SEKALI ini soal karet di Propinsi Kalimantan Selatan. Paling
kurang ada 2 masalah yang sedang dihadapi para pemilik pabrik
getah di daerah ini. Pertama, jumlah getah semakin ciut. Ini
akan berakibat 9 buah pabrik crumbrubber yang ada terancam.
Malahan sekarang saja sudah ada pabrik yang mengurangi
produksinya di bawah izin yang diberikan.
Menurut drs. U. Tarigan dari Gapkindo (Gabungan Produsen Karet
Indonesia) Kalimantan Selatan, produksi getah daerah ini di
tahun 1969 masih 46.000 ton lebih. Sekarang, kata Tarigan,
sekitar 21.000 ton. Dengan kata lain, setiap tahun produksi
turun sekitar 4,4%. Padahal di lain pihak kapasitas lisensi
crumb-rubber daerah ini 37.000 ton pertahun dengan produksi
nyata 36.000 ton.
Pengurangan jumlah tenaga kerja, adalah kekhawatiran utama dari
keadaan serupa itu. Dari 9 pabrik crumb-rubber tadi, tercatat
kurang lebih 3.000 tenaga kerja. Untuk waktu sekarang memang
belum ada buruh yang diberhentikan. "Tapi 4 atau 5 tahun akan
datang jika produksi terus turun, hal ini tak dapat dihindari"
ucap Tarigan. Karena itu pihak Gapkindo daerah ini pagi-pagi
sudah mengingatkan pihak Pemda Kalimantan Selatan agar
memperhatikan peremajaan pohon-pohon karet. Sebab, "pola
peremajaan karet selama ini agak salah arah"
sebagaimana diungkapkan seorang anggota Gapkindo mengutip ucapan
seorang anggota pengurus pusatnya. Dicontohkannya, pemerintah
dalam soal peremajaan ini lebih menaruh perhatian pada
kebun-kebun negara, bukan rakyat.
Manipulasi Kwalitas
Masalah kedua, "ada indikasi kuat telah terjadi manipulasi mutu
karet yang di ekspor" begitu dikatakan drs.

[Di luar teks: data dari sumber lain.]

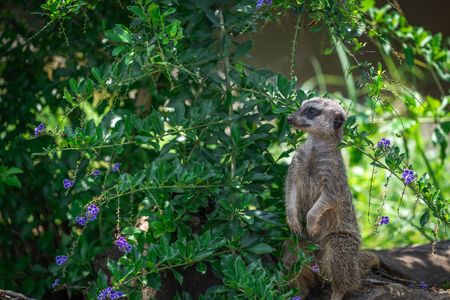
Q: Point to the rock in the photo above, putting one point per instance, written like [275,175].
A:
[417,263]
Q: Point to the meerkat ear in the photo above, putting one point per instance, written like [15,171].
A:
[339,120]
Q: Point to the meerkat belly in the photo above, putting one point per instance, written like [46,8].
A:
[309,190]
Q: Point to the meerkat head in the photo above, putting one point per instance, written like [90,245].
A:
[319,117]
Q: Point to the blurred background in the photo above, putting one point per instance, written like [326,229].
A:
[36,61]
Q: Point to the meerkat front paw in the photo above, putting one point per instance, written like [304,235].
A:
[294,225]
[312,226]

Asmadji, Sekretaris
Gapkindo Kalimantan Selatan. Yaitu dengan mencampurkan karet
mutu rendah dengan RSS IV yang diekspor. Asmadji menunjuk data
ekspor RSS IV yang kian melonjak semenjak pemerintah pada 1977
melarang ekspor karet RSS mutu rendah. Menurut Asmadji 1971
ekspor RSS IV hanya sekitar 5.000 ton, tahun berikutnya turun
jadi 3 .500 ton. Tapi 1977 meningkat jadi 6.000 ton lebih dan
semester pertama tahun ini sudah mencapai 4.000 ton lebih.
Kalangan Gapkindo daerah ini menilai kenaikan ekspor RSS IV itu
sebagai tak masuk akal jika tanpa permainan mutu.
Karena itu kenaikan jumlah ekspor RSS IV bukan hal yang
menggembirakan kalangan perkaretan daerah ini. Menurut Tarigan,
permainan mutu itu bisa merusak nama baik karet Kalimantan
Selatan di pasaran internasional. Apalagi karena pihak pembeli
tak peduli karet itu berasal dari anggota Gapkindo atau bukan.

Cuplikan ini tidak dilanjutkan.